Global positioning tracking involves a receiver that picks up signals from satellites to determine the location of a transmitted animal over time. The GPS transmitter is attached to an animal and records the location of the animal on the device by estimating the time taken for radio signals from at least three satellites to travel to the GPS transmitter. The data is collected by recapturing the animal to remove the GPS transmitter or remotely downloading the data off the transmitter. These units are often heavier and shorter-lived than the ones used for VHF tracking. Global positioning tracking is useful for migrating animals because their locations can accurately be determined, regardless of the distance they are from the operator.
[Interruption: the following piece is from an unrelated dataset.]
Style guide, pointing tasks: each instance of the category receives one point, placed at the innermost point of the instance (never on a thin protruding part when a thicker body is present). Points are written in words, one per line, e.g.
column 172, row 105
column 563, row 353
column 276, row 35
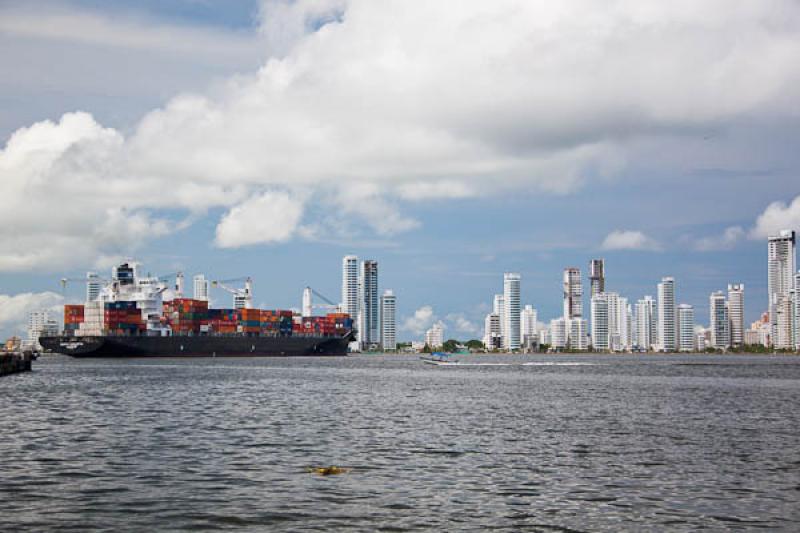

Satellite tracking is similar to GPS tracking and allows animal movement to be tracked globally. This form of tracking is useful for remote or inaccessible areas. Many of these systems implement platform terminal transmitters (PTT) that send electromagnetic signals to Argos equipment found on satellites. The Argos receivers estimate the distance to the transmitter to determine its location. This data is received by the Argos data collection relay system. The PTT transmitters require larger batteries, causing them to be heavier than VHF transmitters. Satellite tracking is more accurate at locating larger animals that are more exposed to the sky, such as birds or animals living in prairies, open deserts, or savannas.

==Applications==
Wildlife radio telemetry has advanced the research opportunities available for studying animal populations. It can be applied to many areas of management and research to determine the habitat use of tagged animals, such as roost and foraging habitat preferences. Radio telemetry has been used to study the home range and movement of populations. Specific migratory routes and dispersal behavior can be followed through radio tracking. Survivorship is often monitored with radio telemetry by studying age and mortality rates. Technologies developed by companies such as Wildlife Drones have expanded these capabilities, enabling data collection using drone-based systems.

It is important that any negative effects of attaching radio-transmitters to animals are reported to improve methods and reduce harm to individuals in future studies.